Facebook Inc (FB)Groupon’s 2013 first-quarter earnings have helped it improve. Its revenue was significantly higher than expected with $601.4 million in sales, up from $559.3 million the year-ago quarter. However, in the previous quarter (2012 fourth quarter), Groupon reported an operating loss of $19.9 million.

Also on the dubious list of Web 2.0 IPO flops is Yelp Inc (NYSE:YELP). Within weeks of its IPO, the stock dropped 40%, but has since climbed its way back up to 30% higher than where it began. The company reported a 68% increase from the year previous with $46 million in net revenue the first quarter. CEO Jeremy Stoppelman announced during the earnings call that the company had hit record highs in all core metric areas.
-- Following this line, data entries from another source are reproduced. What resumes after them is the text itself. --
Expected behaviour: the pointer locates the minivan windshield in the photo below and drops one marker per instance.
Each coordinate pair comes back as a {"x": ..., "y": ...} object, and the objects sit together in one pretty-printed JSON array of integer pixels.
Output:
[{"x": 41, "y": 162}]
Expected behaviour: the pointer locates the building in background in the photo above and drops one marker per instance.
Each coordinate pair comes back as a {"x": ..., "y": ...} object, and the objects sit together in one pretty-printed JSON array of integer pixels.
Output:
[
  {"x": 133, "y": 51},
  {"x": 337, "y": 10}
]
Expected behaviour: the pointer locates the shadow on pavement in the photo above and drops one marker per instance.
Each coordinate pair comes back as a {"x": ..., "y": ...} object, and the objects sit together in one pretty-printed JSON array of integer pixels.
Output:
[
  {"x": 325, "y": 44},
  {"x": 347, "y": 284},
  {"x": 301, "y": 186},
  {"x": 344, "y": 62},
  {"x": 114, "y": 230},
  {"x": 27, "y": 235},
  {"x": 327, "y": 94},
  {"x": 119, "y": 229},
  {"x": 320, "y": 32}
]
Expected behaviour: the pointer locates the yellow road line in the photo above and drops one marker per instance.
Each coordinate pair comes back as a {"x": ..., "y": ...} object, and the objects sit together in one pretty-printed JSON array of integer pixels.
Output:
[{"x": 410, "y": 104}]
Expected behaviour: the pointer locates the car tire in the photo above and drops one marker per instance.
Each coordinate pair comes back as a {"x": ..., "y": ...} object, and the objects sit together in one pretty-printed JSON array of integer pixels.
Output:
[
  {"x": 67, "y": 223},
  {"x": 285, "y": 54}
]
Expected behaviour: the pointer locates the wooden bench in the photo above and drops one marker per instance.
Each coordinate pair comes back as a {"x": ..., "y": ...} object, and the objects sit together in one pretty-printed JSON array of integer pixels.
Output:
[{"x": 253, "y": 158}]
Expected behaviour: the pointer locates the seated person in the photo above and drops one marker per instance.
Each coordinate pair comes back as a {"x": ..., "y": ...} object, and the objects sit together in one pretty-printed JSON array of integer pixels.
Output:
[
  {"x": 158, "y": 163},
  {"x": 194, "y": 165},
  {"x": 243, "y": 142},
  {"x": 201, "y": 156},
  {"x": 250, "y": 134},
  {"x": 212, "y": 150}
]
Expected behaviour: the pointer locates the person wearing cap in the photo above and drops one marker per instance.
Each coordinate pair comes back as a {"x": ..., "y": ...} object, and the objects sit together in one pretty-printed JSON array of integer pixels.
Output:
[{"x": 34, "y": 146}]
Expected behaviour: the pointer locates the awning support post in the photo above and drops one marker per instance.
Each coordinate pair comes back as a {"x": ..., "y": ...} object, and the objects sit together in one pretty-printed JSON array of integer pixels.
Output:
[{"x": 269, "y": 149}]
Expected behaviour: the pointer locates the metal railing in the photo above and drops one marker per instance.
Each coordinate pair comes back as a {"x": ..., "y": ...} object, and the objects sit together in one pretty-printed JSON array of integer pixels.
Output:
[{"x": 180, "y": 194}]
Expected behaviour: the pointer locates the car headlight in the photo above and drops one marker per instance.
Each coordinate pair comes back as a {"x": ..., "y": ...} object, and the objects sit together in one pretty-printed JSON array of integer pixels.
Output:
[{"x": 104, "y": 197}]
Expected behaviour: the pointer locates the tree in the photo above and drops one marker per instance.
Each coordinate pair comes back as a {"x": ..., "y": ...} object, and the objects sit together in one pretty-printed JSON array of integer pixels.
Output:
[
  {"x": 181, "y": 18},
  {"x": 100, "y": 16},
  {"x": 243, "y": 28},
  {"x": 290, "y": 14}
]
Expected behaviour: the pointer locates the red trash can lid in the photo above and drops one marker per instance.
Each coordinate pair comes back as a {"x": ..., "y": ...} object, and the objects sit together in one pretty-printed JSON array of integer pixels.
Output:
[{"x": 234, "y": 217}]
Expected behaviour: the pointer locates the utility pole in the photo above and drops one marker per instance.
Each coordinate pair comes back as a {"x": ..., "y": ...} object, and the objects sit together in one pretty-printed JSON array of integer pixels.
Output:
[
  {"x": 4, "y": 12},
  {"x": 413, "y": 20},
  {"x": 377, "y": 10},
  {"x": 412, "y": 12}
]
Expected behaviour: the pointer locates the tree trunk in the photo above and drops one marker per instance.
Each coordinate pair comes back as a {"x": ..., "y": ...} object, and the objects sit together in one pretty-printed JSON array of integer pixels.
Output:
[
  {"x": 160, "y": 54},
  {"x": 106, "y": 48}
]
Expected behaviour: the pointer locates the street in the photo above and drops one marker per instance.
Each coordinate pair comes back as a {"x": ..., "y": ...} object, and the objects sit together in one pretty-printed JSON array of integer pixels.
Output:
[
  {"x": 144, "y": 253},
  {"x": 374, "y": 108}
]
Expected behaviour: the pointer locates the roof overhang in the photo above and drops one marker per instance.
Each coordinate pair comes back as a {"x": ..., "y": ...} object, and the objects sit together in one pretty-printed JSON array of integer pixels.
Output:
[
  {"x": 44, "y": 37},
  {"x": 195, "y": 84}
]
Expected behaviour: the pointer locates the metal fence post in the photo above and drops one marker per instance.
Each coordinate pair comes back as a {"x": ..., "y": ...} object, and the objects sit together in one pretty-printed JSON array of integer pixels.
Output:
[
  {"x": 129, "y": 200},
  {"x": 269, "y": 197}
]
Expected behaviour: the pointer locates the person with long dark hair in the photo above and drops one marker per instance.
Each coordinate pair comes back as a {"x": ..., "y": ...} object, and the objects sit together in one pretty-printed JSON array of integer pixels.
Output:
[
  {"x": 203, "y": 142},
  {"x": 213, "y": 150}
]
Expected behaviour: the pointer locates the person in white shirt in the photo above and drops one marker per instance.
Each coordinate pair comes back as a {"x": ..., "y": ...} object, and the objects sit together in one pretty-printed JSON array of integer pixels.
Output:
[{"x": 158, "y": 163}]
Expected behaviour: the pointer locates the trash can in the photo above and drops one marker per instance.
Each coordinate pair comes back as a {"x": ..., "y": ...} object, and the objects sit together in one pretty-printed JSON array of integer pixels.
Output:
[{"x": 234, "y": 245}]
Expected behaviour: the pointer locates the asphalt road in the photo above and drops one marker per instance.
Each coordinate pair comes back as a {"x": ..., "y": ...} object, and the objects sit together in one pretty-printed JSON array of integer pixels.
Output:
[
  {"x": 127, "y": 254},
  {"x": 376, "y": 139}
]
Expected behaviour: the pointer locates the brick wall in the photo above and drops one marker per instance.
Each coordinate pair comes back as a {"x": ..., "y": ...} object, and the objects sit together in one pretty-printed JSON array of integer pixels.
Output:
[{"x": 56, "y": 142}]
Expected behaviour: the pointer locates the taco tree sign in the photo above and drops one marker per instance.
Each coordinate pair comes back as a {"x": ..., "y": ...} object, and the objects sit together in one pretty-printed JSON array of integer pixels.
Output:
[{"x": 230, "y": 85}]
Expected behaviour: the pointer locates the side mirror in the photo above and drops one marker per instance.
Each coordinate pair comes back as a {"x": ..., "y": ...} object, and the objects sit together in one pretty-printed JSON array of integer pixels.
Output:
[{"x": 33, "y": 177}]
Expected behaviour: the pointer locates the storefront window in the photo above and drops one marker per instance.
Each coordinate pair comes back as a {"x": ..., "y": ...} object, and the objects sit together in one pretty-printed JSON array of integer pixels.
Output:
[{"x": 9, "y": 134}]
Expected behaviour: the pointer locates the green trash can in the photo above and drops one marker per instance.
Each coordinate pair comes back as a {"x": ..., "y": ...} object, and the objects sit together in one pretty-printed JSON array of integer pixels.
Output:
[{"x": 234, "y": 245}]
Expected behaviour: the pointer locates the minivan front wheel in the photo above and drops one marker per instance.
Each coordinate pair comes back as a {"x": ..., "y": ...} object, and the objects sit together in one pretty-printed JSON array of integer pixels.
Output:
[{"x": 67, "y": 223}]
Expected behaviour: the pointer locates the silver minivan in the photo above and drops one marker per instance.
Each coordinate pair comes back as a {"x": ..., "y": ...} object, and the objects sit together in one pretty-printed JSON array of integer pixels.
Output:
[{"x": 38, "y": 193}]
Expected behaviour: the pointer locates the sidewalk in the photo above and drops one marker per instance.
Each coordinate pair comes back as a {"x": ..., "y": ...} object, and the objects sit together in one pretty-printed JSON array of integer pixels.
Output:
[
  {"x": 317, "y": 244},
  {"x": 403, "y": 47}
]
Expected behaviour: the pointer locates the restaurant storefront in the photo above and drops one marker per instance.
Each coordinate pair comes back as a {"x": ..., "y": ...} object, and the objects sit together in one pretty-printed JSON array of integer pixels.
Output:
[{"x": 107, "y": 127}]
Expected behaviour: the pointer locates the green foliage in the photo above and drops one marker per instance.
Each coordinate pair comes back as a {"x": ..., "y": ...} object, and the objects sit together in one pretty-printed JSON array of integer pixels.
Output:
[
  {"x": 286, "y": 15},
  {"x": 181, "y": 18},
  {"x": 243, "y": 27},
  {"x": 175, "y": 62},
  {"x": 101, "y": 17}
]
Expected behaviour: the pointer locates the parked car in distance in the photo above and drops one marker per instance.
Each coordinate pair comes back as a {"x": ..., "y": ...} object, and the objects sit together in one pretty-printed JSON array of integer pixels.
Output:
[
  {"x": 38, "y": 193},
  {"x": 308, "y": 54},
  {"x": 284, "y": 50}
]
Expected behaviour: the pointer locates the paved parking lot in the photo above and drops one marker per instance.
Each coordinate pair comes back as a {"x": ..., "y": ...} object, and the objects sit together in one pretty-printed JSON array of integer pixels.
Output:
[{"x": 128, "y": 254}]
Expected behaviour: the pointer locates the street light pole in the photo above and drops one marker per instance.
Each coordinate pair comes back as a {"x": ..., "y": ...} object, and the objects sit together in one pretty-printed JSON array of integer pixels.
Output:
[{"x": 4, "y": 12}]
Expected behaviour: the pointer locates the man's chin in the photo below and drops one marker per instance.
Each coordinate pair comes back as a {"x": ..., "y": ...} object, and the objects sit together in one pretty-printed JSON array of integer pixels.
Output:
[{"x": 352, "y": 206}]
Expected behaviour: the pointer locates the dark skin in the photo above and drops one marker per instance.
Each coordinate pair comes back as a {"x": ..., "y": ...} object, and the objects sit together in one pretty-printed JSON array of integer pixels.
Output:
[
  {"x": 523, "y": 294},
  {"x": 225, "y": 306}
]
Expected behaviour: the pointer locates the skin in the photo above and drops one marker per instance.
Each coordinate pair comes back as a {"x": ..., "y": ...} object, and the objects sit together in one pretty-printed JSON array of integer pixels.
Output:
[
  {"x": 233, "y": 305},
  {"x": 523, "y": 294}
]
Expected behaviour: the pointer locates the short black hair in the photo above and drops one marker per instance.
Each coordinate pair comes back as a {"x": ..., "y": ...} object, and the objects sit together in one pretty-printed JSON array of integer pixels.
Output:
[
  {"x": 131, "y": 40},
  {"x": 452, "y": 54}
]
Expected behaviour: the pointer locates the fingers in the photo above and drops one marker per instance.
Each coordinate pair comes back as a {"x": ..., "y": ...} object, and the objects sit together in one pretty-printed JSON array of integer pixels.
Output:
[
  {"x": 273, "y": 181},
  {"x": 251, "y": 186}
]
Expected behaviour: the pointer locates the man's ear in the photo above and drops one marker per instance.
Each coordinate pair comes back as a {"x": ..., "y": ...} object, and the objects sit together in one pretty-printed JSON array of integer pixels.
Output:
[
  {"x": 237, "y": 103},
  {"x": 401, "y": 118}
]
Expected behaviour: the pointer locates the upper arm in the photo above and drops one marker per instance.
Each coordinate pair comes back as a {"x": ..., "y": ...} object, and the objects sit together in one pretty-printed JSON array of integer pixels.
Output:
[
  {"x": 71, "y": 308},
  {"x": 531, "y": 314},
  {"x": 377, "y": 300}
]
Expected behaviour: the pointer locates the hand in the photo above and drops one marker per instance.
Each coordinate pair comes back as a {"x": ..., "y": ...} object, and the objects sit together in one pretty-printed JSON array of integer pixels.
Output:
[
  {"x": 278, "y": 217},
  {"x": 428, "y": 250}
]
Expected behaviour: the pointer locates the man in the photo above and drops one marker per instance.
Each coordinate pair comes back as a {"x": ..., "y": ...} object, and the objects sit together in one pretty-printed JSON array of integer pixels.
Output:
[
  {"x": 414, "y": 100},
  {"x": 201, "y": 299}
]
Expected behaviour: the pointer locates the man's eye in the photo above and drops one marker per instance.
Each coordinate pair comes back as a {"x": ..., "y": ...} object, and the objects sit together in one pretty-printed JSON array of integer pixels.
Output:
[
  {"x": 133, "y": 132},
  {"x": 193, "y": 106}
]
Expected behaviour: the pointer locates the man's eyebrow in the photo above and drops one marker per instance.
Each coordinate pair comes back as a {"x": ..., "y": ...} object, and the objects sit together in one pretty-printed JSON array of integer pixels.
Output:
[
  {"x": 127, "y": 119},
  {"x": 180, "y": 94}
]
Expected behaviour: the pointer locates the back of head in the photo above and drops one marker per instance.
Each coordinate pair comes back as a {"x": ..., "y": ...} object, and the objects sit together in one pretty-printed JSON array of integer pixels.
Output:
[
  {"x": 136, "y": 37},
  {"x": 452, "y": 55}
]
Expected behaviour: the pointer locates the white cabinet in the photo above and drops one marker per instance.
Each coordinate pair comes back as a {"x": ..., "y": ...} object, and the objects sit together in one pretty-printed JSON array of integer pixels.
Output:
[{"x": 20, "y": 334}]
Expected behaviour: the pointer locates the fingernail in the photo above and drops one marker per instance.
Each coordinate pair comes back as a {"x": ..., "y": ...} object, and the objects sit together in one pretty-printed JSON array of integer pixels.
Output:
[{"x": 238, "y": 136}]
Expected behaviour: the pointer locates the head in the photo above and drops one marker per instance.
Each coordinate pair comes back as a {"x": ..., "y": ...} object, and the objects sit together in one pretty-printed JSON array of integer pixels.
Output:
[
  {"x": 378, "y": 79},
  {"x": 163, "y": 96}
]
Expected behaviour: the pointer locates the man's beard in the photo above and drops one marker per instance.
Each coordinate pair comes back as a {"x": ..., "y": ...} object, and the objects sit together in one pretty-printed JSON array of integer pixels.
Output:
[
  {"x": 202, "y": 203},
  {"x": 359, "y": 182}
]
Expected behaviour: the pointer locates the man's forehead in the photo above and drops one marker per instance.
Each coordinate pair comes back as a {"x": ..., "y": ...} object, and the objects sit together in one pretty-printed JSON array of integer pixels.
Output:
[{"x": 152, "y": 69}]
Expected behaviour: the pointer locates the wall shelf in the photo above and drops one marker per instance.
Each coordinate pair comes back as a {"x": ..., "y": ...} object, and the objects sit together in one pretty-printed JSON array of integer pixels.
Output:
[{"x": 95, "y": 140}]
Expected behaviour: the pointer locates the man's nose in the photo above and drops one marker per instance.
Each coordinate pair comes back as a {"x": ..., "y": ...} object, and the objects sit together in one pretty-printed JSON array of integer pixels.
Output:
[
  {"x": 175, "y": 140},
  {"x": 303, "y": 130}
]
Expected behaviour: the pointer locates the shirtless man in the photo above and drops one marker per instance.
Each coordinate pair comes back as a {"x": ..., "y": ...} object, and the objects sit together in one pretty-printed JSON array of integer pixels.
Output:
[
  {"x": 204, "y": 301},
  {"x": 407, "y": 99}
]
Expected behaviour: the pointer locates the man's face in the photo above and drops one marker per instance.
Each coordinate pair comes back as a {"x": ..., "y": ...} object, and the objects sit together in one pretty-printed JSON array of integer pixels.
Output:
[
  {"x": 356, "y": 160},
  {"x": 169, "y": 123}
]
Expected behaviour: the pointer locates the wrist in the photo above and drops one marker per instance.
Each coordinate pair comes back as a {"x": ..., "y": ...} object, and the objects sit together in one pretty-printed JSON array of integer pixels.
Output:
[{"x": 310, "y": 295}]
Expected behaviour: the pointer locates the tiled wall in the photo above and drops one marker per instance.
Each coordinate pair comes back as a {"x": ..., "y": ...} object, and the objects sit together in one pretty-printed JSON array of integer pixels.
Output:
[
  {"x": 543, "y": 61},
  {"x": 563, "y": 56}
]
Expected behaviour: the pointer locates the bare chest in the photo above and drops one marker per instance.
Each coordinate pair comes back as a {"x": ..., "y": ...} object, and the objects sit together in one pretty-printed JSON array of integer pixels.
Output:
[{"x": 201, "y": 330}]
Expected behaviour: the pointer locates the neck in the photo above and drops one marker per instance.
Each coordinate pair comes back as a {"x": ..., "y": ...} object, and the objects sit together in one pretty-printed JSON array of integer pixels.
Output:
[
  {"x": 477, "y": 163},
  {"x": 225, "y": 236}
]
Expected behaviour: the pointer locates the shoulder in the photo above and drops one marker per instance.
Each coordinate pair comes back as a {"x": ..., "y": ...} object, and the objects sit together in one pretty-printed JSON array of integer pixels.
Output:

Yelp’s average monthly unique visitors grew 43% to 102 million. Local business accounts are now around 45,000, a 63 percent increase year over year; and the number of reviews increased 42 percent from the year previous. Yelp shows positive indications for continued customer growth, as well as business client growth.

One year later, how does Facebook Inc (NASDAQ:FBcompare to these other IPO flops? Facebook beat Wall Street revenue estimates in its first quarter with $1.45 billion in revenue. The stock, which debuted at $38 per share, is now around $27 per share, down 29% since the day of its IPO. Not quite as bad as Groupon, but not quite as good as Yelp.

It’s all about mobile

All three companies have one important developing metric that they must focus on – mobile revenue. According to the Interactive Advertising Bureau (IAB) Internet Advertising Revenue Report for 2012, Internet advertising revenues in the United States totaled $36.6 billion for the full year of 2012. Mobile advertising in the United States totaled $3.4 billion during the full year 2012, a 111% increase from the prior year total of $1.6 billion. Mobile revenues totaled 11% of fourth-quarter 2012 revenues, or $1.2 billion. According to the Pew Internet & American Life Project, 85 percent of U.S. adults own a mobile phone (46 percent of which are smartphones).